Deux mois de prison avec sursis ont été requis mercredi devant le tribunal correctionnel de Bobigny contre la championne d'athlétisme Eunice Barber accusée d'avoir résisté à une interpellation en 2006 à Saint-Denis (Seine-Saint-Denis) au cours de laquelle elle a mordu des agents.
A l'audience,
Eunice Barber, qui a perdu ses moyens à plusieurs reprises, a réaffirmé avoir voulu "protéger" son corps, son "outil de travail". Elle a accusé les policiers de l'avoir "humainement humiliée", "peut-être" par "racisme".
Celle-ci avait été interpellée le 18 mars 2006 près du
Stade de France alors qu'elle s'était engagée au volant de sa voiture dans une voie exceptionnellement interdite.
A l'issue d'une audience remarquablement longue (4H15) à juge unique, le président de la 11e (et non 17e comme écrit par erreur) chambre a mis son jugement en délibéré à mardi prochain.
La procureure Camille Palluel a demandé que
les faits reprochés à Mme Barber (refus d'optempérer, rébellion et outrage), passibles de 6 mois de prison et 7.500 euros d'amende, soient réprimés "comme ils le sont tous les jours devant ce tribunal".
La procureure a qualifié la réaction de l'athlète d'"inappropriée, disproportionnée et particulièrement violente".

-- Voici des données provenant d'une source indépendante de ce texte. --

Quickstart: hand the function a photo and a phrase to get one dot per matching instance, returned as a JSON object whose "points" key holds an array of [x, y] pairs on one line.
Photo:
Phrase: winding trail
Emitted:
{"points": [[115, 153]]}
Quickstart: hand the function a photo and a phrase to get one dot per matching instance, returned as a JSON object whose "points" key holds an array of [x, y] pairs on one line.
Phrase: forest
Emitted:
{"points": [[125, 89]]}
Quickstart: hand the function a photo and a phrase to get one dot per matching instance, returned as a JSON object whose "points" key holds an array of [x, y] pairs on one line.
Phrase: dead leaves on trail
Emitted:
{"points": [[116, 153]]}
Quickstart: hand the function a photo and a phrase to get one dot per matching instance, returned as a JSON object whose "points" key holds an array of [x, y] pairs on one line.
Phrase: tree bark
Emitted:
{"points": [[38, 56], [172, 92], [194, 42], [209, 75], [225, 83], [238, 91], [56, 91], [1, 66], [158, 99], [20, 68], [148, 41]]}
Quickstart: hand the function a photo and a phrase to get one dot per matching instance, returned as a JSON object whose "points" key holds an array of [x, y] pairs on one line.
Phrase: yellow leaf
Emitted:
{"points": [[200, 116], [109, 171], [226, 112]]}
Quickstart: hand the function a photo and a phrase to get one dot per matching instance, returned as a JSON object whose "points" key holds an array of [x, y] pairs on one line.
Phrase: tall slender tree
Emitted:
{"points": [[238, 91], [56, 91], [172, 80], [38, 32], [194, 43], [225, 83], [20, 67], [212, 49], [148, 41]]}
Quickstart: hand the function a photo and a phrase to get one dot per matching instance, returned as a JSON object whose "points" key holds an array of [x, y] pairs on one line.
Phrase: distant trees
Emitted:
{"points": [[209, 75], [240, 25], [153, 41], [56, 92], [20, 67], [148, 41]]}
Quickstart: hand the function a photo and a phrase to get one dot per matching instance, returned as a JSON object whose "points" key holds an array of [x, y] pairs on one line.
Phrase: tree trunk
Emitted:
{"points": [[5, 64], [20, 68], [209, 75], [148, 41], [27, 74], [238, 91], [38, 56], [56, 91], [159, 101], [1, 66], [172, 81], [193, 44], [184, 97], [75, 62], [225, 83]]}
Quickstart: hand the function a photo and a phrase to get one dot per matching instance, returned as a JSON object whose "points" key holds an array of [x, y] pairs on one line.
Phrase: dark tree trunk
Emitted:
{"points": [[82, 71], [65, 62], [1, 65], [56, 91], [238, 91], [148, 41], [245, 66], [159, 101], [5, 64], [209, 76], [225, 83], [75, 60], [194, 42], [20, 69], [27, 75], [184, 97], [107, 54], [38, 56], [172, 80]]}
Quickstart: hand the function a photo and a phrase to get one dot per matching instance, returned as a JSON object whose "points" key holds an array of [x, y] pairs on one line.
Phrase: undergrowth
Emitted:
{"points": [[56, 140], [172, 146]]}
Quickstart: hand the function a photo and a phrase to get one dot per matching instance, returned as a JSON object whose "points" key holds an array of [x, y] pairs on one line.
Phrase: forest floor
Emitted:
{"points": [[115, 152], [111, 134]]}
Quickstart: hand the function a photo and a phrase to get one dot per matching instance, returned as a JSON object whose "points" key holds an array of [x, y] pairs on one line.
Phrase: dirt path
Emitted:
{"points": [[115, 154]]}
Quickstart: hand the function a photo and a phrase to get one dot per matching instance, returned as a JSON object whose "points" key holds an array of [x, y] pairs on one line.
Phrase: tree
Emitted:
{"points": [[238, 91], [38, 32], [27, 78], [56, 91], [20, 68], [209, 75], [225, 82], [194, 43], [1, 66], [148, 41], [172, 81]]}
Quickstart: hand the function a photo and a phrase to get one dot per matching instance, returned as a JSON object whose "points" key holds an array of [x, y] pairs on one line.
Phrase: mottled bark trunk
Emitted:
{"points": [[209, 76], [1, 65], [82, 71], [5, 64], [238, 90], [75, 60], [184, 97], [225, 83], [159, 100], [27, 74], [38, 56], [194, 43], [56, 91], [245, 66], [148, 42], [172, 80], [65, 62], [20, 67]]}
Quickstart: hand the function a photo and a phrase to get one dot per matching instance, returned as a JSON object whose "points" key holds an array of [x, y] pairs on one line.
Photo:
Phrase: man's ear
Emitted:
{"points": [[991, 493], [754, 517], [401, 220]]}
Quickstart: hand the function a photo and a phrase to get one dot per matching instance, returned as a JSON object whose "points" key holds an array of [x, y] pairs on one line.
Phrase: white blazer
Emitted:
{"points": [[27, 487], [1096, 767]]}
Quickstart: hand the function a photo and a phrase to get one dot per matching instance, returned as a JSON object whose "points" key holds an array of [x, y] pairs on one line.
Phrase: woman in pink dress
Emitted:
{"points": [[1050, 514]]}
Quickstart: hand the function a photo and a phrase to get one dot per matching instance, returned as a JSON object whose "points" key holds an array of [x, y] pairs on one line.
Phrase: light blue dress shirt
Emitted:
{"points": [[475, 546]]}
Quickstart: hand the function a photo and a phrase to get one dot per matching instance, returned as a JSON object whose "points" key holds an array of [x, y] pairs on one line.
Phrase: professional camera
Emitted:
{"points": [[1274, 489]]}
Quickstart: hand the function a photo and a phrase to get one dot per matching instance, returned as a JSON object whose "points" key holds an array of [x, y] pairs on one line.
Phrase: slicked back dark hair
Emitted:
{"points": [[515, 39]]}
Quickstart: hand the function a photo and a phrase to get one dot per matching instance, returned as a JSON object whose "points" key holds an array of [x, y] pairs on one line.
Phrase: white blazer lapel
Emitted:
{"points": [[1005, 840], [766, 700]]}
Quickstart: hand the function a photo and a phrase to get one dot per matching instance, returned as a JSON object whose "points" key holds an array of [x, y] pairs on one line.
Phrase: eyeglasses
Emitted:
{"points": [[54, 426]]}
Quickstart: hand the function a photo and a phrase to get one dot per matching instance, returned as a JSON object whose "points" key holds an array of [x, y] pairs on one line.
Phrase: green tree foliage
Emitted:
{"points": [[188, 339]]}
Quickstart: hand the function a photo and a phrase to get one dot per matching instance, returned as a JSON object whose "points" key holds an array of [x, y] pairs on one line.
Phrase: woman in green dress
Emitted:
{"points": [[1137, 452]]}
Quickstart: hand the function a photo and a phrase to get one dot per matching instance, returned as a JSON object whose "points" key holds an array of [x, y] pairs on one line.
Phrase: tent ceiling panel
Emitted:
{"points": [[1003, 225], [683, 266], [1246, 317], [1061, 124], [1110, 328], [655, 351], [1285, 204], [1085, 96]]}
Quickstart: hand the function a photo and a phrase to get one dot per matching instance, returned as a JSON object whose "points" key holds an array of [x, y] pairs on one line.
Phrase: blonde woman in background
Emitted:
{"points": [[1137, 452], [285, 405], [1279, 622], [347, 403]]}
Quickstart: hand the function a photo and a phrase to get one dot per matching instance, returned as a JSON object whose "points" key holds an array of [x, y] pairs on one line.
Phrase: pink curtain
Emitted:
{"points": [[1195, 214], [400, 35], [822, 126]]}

La championne d'origine sierra-léonaise de 34 ans avait auparavant réitéré ses accusations contre un policier chargé de la circulation qui l'aurait initialement selon elle giflée, ce que celui-ci nie, et qu'aucun témoin hormis Margaret Barber, la mère d'Eunice, ne confirme. Son avocat Me Emmanuel Daoud a demandé au juge d'apprécier ce dossier au regard de ce "mensonge originel" qui "vicie toute la procédure".
Pour Me Géraldine Lesieur, avocat de 5 des 6 policiers s'étant porté partie civile, Mme Barber adopte "exactement la même défense que n'importe lequel des jeunes gens qui sont jugés quotidiennement devant la 17e chambre (...) +j'ai été agressé, je me suis défendu+".
La plainte pour violences déposée à l'IGS (la police des polices) par Barber contre les policiers a donné lieu à un non-lieu.
Cinq policiers étaient présents. Ils ont sollicité entre 1.500 et 10.000 euros au titre des réparations, dommages et frais de justice.